When I think about the mysteries of the rosary, there are such definite emotions--joyful, sorrowful, glorious. I feel like I am in the midst of my own sorrowful mysteries. I don't know why God has put these things in my life, but I am trying my best to carry this cross. So many friends are reuniting with their husbands after this long deployment. I have such joy in my heart for them. I sometimes feel like we were stripped of that happy homecoming. Tony's homecoming was heartbreaking. Hopefully this season of sorrow will strengthen and mold our family in ways that will bring us closer to what God wants us to be.

Friday, February 22, 2008

Eight Years Ago...


My dear Benjamin,

Eight years ago today, God blessed us with you, our beautiful firstborn son. We were all filled with joy to meet you.

I am so glad I had seven and a half years to be your mommy and see you grow and laugh and love. I do not understand why our time together had to be so short. I had a vision that Mary and Jesus came to your room and gently took your hands in theirs and guided you to Heaven. That has brought me such comfort to know that your Heavenly Mother was there for you so that you would not be scared in your new surroundings.
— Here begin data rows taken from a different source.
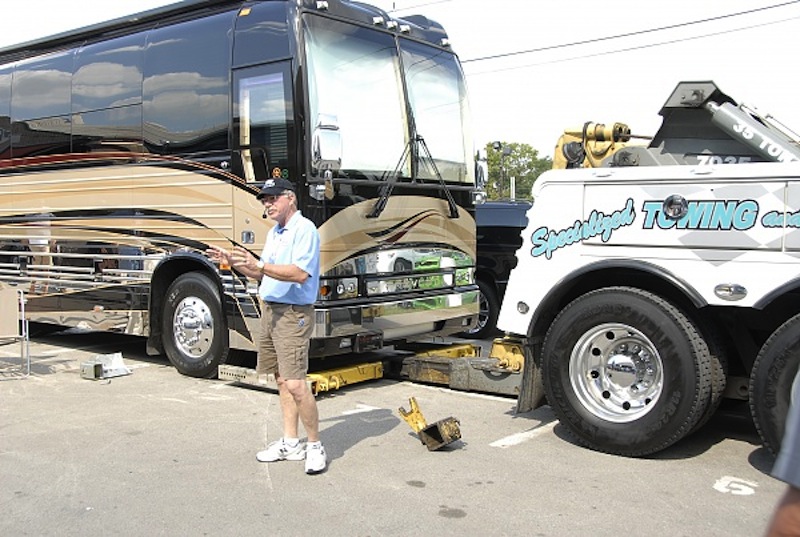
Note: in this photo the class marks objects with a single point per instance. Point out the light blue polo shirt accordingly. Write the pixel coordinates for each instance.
(296, 243)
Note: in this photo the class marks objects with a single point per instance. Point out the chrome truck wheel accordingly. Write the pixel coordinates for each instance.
(626, 372)
(616, 373)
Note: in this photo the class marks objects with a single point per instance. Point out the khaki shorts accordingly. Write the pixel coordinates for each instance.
(283, 342)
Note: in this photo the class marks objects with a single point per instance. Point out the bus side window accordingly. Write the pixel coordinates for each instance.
(263, 123)
(40, 105)
(5, 113)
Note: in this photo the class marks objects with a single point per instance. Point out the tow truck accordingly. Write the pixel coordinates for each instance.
(657, 279)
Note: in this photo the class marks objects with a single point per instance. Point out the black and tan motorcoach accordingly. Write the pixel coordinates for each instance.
(128, 147)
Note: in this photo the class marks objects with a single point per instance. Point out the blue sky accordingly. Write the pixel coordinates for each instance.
(591, 61)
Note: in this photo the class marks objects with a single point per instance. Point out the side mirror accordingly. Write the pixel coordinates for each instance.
(326, 145)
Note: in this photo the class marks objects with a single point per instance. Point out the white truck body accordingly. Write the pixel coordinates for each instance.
(685, 306)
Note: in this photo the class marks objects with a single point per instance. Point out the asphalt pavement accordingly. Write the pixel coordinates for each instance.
(156, 453)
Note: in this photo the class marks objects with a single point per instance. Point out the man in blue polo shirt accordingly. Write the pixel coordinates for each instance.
(289, 273)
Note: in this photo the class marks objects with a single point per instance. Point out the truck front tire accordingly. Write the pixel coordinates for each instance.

Happy Birthday, my sweet Benny. I hope that you will be with us in spirit as we celebrate you and the time we had together. I love you, son.

Mommy

Wednesday, January 16, 2008

waiting it out


In February of 2006, we took a trip to Disneyworld. Ben wanted to do everything. The Tower of Terror was no exception. I can remember the enthusiam that exuded from him as we stood in line. He was still excited as we ascended up the "elevator shaft". But as the ride plummetted, so did his enthusiam. He turned to me and said in a small voice, "I'm scared! I really am." As his mom, I wanted to push a magic button and get us off the ride. But I knew the only thing I could do was to hold him tight until the ride stopped and the scariness was over.
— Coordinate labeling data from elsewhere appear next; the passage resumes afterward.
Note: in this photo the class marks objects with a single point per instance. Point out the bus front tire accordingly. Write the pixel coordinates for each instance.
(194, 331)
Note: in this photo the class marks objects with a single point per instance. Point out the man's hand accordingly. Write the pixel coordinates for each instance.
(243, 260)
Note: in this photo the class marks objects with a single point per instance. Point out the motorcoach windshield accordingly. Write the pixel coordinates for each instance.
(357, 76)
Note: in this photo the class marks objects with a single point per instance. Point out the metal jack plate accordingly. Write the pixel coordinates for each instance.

That is how I feel right now. I want God to push the magic button and make this all go away. But all I can do is hold on tight to Him.


Later in the trip, he got a Mr. Incredible outfit complete with muscles (We celebrated his 6th birthday there). His infectous smile and uncontainable enthusiam returned. I knew that the scary feeling had gone for now and in his costume he felt he like he could conquer the world. And he has.


I am still waiting it out, holding on tight. I hope God hears my small voice, calling to Him, "I'm sad. I really am."